利用者が勝手に服薬をやめた際(または飲み忘れ)に発生する離脱症状の予防と早期発見手順です。

1.徹底した服薬確認と「勝手な中止」の防止:予防。

「症状が良いから」「副作用が嫌だから」と自己中断しないよう、毎食後・就寝前の確実な服薬確認と声かけを実施します。

2.特徴的な症状(シャンシャン感・めまい)の察知:発見。

「頭の中で金属音が響く(シャンシャン感・ビリビリ感)」「めまいがする」「急に激しい不安・吐き気が襲ってきた」という訴えがあれば、飲み忘れがないか直近の配薬台帳を確認します。

3.定時服薬の再開と医療連携:対応。

飲み忘れが原因であれば速やかに指示通りの服薬を再開させ、主治医・訪問看護へ状況を報告します。減薬希望がある場合は、主治医による「漸減(段階的な減量)」の計画を立ててもらいます。

 

4. 重篤な副作用:セロトニン症候群に注意!

滅多に起きませんが、複数の抗うつ薬や精神刺激薬の併用・過量服薬によって脳内のセロトニン濃度が高くなりすぎることで起こる緊急性の高い状態です。

  • 3大症状:

    1. 精神症状: 混乱、興奮、軽躁状態

    2. 自律神経症状: 発熱、発汗、頻脈、下痢、震え

    3. 神経・筋肉症状: 筋肉の突っ張り、腱反射の亢進、体のピクつき(ミオクローヌス)

  • 現場での対応:

    • 高熱や強い興奮・全身の震えが見られた場合は、直ちに主治医連絡または救急搬送の手配を行います。

 

スタッフの皆様へ

副作用は利用者様にとって「つらいもの」ですが、見方を変えれば「お薬が脳や身体に届いて作用している証拠」でもあります。

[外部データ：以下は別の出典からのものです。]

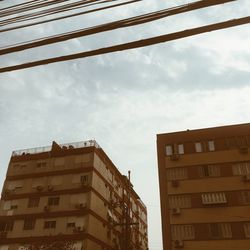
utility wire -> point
(113, 25)
(133, 45)
(26, 7)
(67, 16)
(51, 11)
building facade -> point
(204, 178)
(70, 193)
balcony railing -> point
(82, 144)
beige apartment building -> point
(204, 177)
(71, 192)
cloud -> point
(124, 99)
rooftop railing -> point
(82, 144)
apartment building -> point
(70, 193)
(204, 178)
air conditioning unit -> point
(3, 234)
(79, 229)
(46, 208)
(50, 188)
(243, 150)
(7, 191)
(176, 211)
(175, 183)
(81, 205)
(246, 177)
(178, 244)
(39, 188)
(84, 183)
(174, 157)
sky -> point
(124, 99)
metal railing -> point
(82, 144)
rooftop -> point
(82, 144)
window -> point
(53, 201)
(169, 150)
(41, 164)
(245, 197)
(242, 168)
(247, 229)
(182, 232)
(220, 230)
(33, 202)
(50, 224)
(4, 247)
(198, 147)
(15, 185)
(56, 180)
(209, 171)
(84, 179)
(179, 201)
(214, 198)
(71, 224)
(180, 149)
(29, 224)
(177, 174)
(6, 226)
(211, 146)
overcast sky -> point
(124, 99)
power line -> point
(50, 11)
(26, 7)
(133, 45)
(149, 17)
(67, 16)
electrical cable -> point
(149, 17)
(30, 7)
(46, 12)
(132, 45)
(67, 16)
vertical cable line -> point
(149, 17)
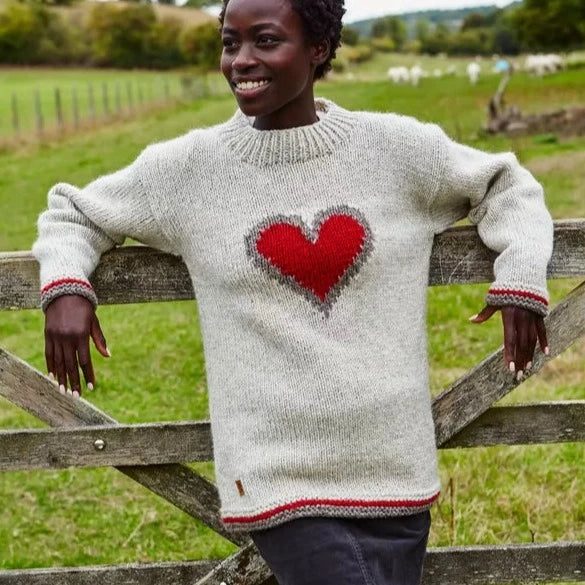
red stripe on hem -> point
(519, 293)
(65, 281)
(340, 503)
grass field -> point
(130, 88)
(80, 517)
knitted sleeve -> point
(81, 224)
(506, 203)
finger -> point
(70, 356)
(541, 331)
(49, 356)
(509, 339)
(485, 314)
(84, 357)
(60, 367)
(98, 337)
(532, 337)
(522, 351)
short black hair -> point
(321, 22)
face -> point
(268, 62)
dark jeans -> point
(339, 551)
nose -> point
(245, 58)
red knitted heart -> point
(318, 260)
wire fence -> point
(44, 112)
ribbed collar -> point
(269, 147)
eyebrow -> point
(254, 28)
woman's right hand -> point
(70, 320)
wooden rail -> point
(463, 413)
(136, 274)
(182, 442)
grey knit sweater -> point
(309, 253)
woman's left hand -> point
(522, 329)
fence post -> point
(91, 101)
(38, 113)
(130, 96)
(75, 108)
(59, 109)
(105, 99)
(15, 118)
(118, 99)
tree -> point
(201, 45)
(391, 27)
(545, 25)
(422, 30)
(350, 36)
(121, 34)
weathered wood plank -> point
(490, 380)
(146, 444)
(490, 565)
(138, 274)
(527, 424)
(132, 574)
(27, 388)
(164, 443)
(474, 565)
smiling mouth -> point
(250, 87)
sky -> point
(362, 9)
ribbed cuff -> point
(518, 296)
(67, 286)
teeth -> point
(251, 84)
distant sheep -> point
(541, 65)
(399, 74)
(416, 73)
(473, 72)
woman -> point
(307, 231)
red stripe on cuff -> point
(340, 503)
(519, 293)
(65, 281)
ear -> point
(320, 52)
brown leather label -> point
(240, 487)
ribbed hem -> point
(67, 286)
(518, 296)
(327, 507)
(268, 147)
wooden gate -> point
(463, 415)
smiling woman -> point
(273, 52)
(307, 231)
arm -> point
(76, 229)
(507, 205)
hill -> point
(188, 16)
(452, 18)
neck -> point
(299, 112)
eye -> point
(267, 41)
(229, 44)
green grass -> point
(123, 87)
(79, 517)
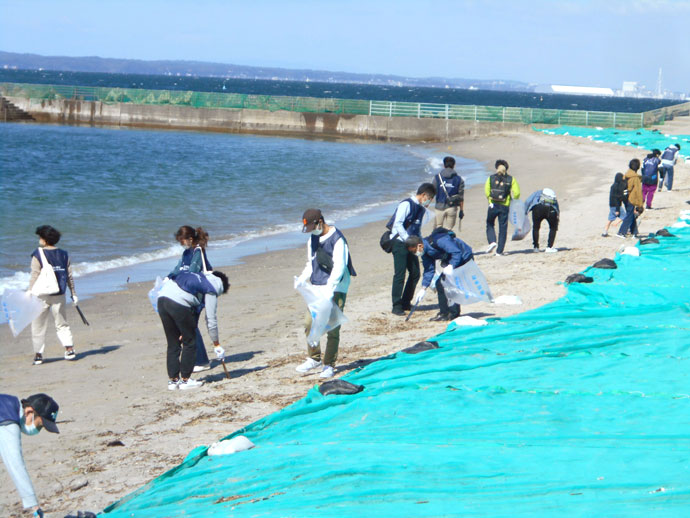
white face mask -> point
(28, 429)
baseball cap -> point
(310, 219)
(46, 407)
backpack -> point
(500, 187)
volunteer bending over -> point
(452, 252)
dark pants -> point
(501, 212)
(453, 311)
(540, 213)
(404, 261)
(178, 320)
(630, 221)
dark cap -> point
(310, 219)
(46, 407)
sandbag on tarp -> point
(20, 308)
(339, 387)
(605, 264)
(421, 347)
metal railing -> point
(503, 114)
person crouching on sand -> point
(180, 301)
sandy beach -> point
(120, 425)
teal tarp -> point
(577, 408)
(640, 138)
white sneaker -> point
(327, 372)
(189, 384)
(309, 364)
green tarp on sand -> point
(577, 408)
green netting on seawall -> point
(639, 138)
(578, 408)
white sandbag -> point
(234, 445)
(467, 285)
(325, 314)
(20, 308)
(153, 293)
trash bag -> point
(337, 387)
(20, 308)
(325, 314)
(605, 264)
(153, 294)
(421, 347)
(467, 285)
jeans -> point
(404, 262)
(501, 212)
(178, 320)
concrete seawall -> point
(299, 124)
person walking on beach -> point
(407, 221)
(451, 252)
(47, 255)
(450, 196)
(27, 416)
(668, 161)
(329, 267)
(634, 204)
(499, 189)
(650, 176)
(194, 260)
(618, 197)
(180, 301)
(544, 206)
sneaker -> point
(308, 365)
(327, 372)
(189, 384)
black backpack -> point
(500, 187)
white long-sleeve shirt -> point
(339, 279)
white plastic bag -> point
(20, 308)
(153, 294)
(325, 314)
(467, 285)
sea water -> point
(119, 195)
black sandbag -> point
(605, 264)
(339, 387)
(421, 347)
(664, 233)
(649, 241)
(578, 277)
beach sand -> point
(120, 425)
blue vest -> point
(58, 259)
(319, 274)
(9, 409)
(413, 221)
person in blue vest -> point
(407, 221)
(668, 160)
(54, 304)
(180, 300)
(329, 267)
(452, 252)
(27, 416)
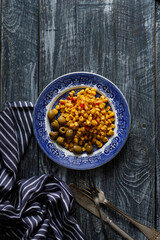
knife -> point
(89, 205)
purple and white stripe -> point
(34, 208)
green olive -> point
(60, 140)
(69, 134)
(77, 149)
(62, 130)
(55, 125)
(89, 148)
(61, 120)
(53, 135)
(51, 114)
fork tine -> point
(84, 193)
(84, 183)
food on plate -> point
(81, 121)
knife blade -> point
(89, 205)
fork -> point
(87, 189)
(95, 197)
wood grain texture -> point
(44, 39)
(157, 209)
(78, 36)
(135, 76)
(19, 57)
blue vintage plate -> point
(59, 89)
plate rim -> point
(76, 166)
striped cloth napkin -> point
(38, 207)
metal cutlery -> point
(87, 189)
(89, 205)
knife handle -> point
(118, 229)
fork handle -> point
(118, 229)
(150, 233)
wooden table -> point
(41, 40)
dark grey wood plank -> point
(135, 76)
(19, 58)
(157, 114)
(0, 55)
(78, 36)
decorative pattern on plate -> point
(59, 88)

グループホームのスタッフが「どのような副作用が出やすいか」「どれくらいで落ち着くのか」を知っているだけで、不安がる利用者様に「大丈夫ですよ、これは最初に出やすい症状で、少し経つと落ち着くことが多いですからね」と寄り添った言葉かけができます。

観察された副作用症状や変化は些細なことでも記録し、主治医や訪問看護ステーションへ共有していきましょう!

 

まとめ

  • 初期(1〜2週間): 消化器症状(吐き気・下痢)やアクティベーション症候群(焦燥感)に注意。

  • 継続期: 眠気・ふらつき(転倒予防)、便秘・口渇、体重増加(NaSSA)の観察。

  • 中止時: 自己中断による「中断症候群(めまい・シャンシャン感)」を防ぐ徹底した服薬管理。